The Warden Diamond.
Of course, as the planets were in far different orbits this diamond formation was quite rare. In fact it has not been precisely duplicated since man first saw it.
Still, there was an uneasy feeling that somehow the Warden Diamond was not a natural thing. The Exploiter Team was suspicious, as Warden himself had been, and doubly cautious.
Charon, the world closest to the sun, was a hot and steamy world. It rained a lot of the time there, and the dominant life seemed to be reptilian, almost dinosaur like. Seas covered much of the hothouse world, but although the atmosphere was hardly pleasant, man could live on it unaided.
The second world, Lilith, was almost textbook perfect. Slightly smaller than Charon, it was roughly seventy percent water but far more temperate and gentler in the landscape. Mountains were low, and there were broad plains and swamps. Its axial tilt was so slight there were few seasons anywhere on the planet, and while it was warm to hot, it was comfortably warm, almost resort-type warm. It was a blue-green world, rich in plant life that was different but not too different from what man knew elsewhere, and its creatures were insect like, from almost too small to see up to behemoths that still seemed harmless, perhaps even useful. It was the kind of world that terraformers aimed for and almost never achieved—and not a snake in sight.

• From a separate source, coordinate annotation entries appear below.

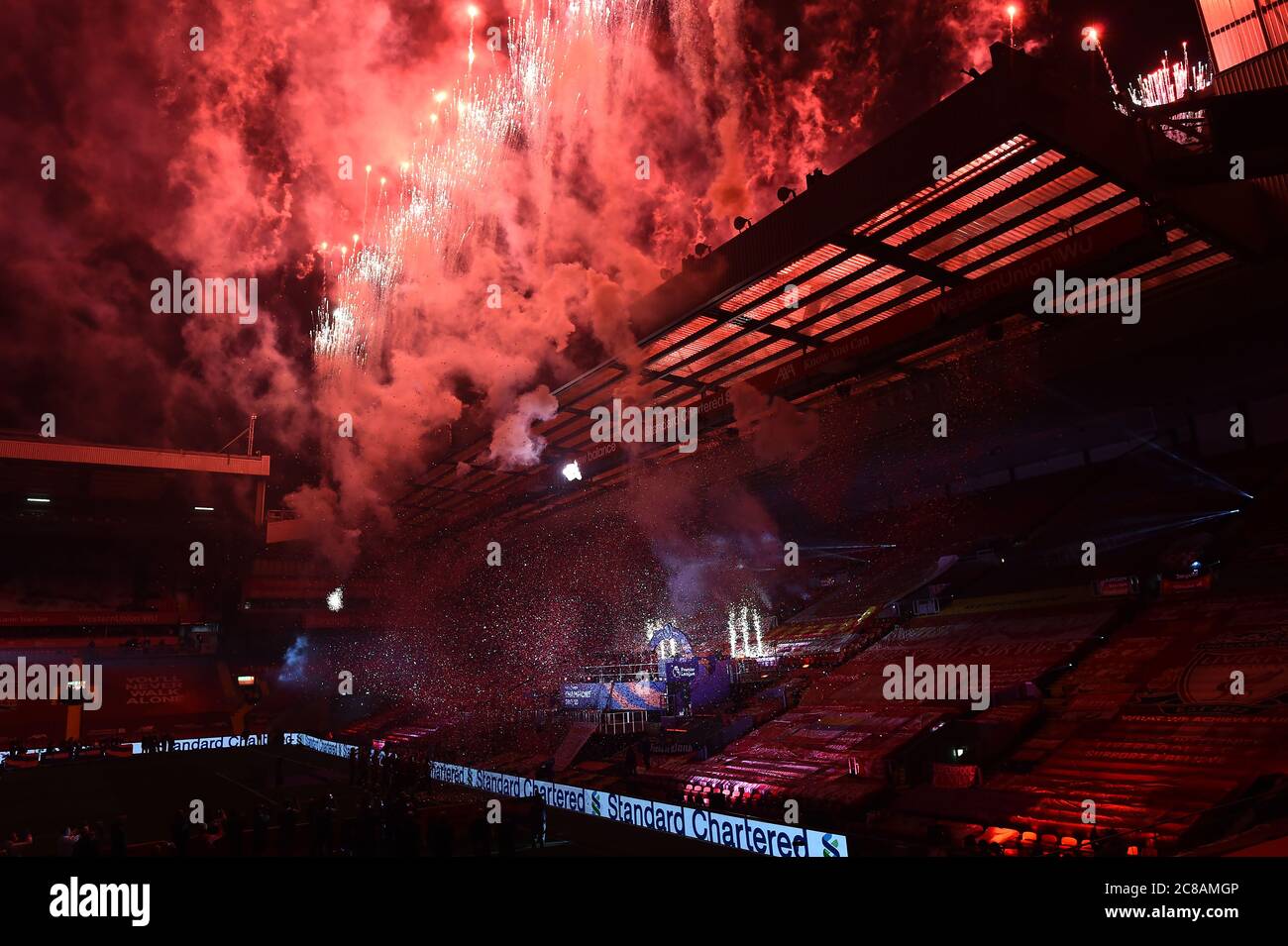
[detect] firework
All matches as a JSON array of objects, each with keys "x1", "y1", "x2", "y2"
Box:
[{"x1": 313, "y1": 0, "x2": 649, "y2": 374}]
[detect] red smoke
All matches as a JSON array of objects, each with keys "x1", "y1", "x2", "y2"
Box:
[{"x1": 0, "y1": 0, "x2": 1005, "y2": 564}]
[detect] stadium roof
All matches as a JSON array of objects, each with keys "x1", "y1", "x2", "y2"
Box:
[{"x1": 396, "y1": 44, "x2": 1276, "y2": 536}]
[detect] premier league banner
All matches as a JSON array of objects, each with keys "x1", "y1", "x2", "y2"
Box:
[{"x1": 430, "y1": 762, "x2": 849, "y2": 857}]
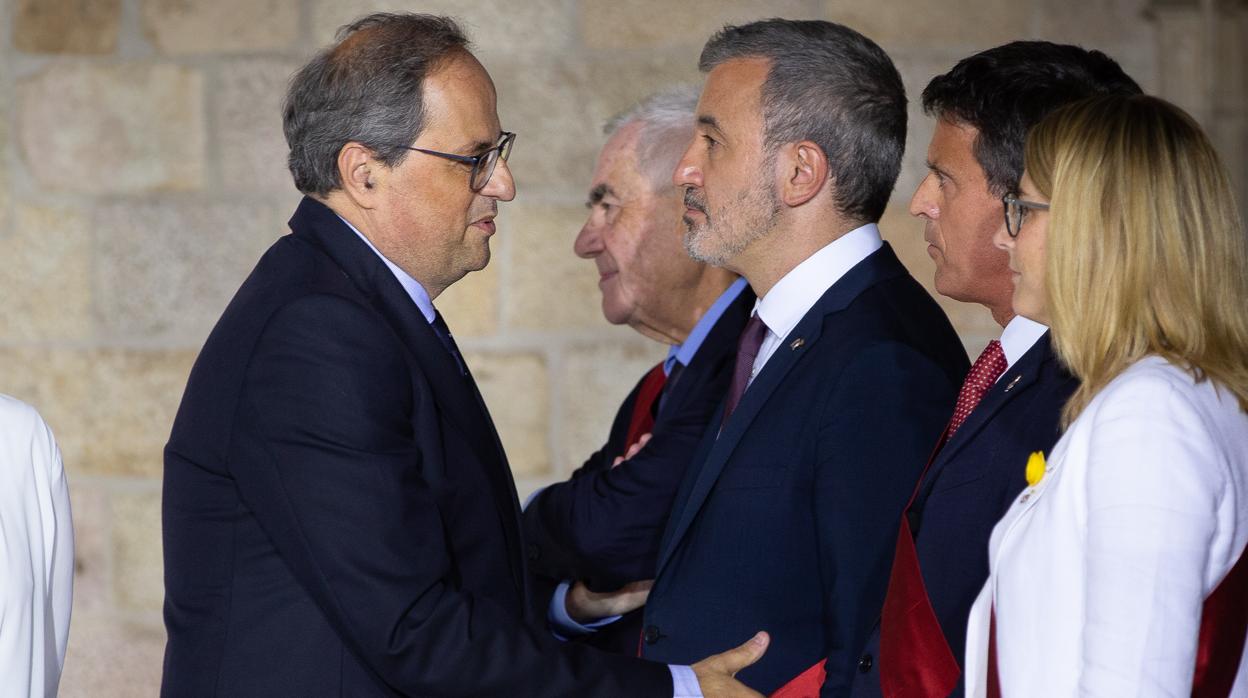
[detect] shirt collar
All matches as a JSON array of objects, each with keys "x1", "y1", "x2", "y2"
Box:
[
  {"x1": 334, "y1": 214, "x2": 438, "y2": 325},
  {"x1": 1001, "y1": 315, "x2": 1048, "y2": 368},
  {"x1": 754, "y1": 224, "x2": 884, "y2": 338},
  {"x1": 663, "y1": 278, "x2": 745, "y2": 376}
]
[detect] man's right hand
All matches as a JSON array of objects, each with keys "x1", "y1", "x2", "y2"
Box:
[{"x1": 694, "y1": 632, "x2": 771, "y2": 698}]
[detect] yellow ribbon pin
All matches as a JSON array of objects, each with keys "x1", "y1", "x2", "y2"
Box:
[{"x1": 1026, "y1": 451, "x2": 1045, "y2": 487}]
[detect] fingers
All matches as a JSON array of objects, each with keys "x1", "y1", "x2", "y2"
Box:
[{"x1": 706, "y1": 632, "x2": 771, "y2": 676}]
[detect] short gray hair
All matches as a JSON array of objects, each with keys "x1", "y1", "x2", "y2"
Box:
[
  {"x1": 603, "y1": 85, "x2": 699, "y2": 192},
  {"x1": 698, "y1": 19, "x2": 906, "y2": 222},
  {"x1": 282, "y1": 12, "x2": 468, "y2": 196}
]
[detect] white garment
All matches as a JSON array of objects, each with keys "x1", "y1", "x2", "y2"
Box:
[
  {"x1": 966, "y1": 357, "x2": 1248, "y2": 698},
  {"x1": 0, "y1": 395, "x2": 74, "y2": 698}
]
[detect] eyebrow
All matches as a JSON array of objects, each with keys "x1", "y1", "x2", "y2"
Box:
[
  {"x1": 585, "y1": 182, "x2": 615, "y2": 206},
  {"x1": 464, "y1": 131, "x2": 503, "y2": 155},
  {"x1": 698, "y1": 114, "x2": 724, "y2": 134}
]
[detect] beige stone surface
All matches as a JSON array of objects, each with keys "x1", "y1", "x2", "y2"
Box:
[
  {"x1": 889, "y1": 55, "x2": 957, "y2": 210},
  {"x1": 0, "y1": 347, "x2": 196, "y2": 478},
  {"x1": 580, "y1": 0, "x2": 820, "y2": 50},
  {"x1": 112, "y1": 488, "x2": 165, "y2": 611},
  {"x1": 16, "y1": 62, "x2": 205, "y2": 194},
  {"x1": 140, "y1": 0, "x2": 300, "y2": 55},
  {"x1": 485, "y1": 50, "x2": 701, "y2": 194},
  {"x1": 557, "y1": 339, "x2": 668, "y2": 479},
  {"x1": 60, "y1": 609, "x2": 165, "y2": 698},
  {"x1": 91, "y1": 201, "x2": 288, "y2": 350},
  {"x1": 436, "y1": 257, "x2": 507, "y2": 341},
  {"x1": 466, "y1": 352, "x2": 550, "y2": 476},
  {"x1": 500, "y1": 205, "x2": 607, "y2": 330},
  {"x1": 11, "y1": 0, "x2": 121, "y2": 54},
  {"x1": 211, "y1": 59, "x2": 300, "y2": 194},
  {"x1": 824, "y1": 0, "x2": 1032, "y2": 51},
  {"x1": 69, "y1": 486, "x2": 114, "y2": 616},
  {"x1": 312, "y1": 0, "x2": 575, "y2": 56},
  {"x1": 0, "y1": 203, "x2": 91, "y2": 341}
]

Cerberus was harsher, but not much. Although it had great seasonal variations, none were all that unmanageable, and in the large tropical zones there was plenty of room for settlement—or there might have been if there had been some land. The trouble was, the entire world was covered by a great, deep ocean. Still, there was a strange sort of plant life there, which rose up from the ocean floor to break the surface and almost reach for the sky. Giant plant colonies, so huge, strong, and clumped together that they formed large, almost land like masses. The seas held promise, though, of huge and vicious predators. It would not be an easy world to live on, and they could see why Warden called it a dog, particularly when compared with Lilith.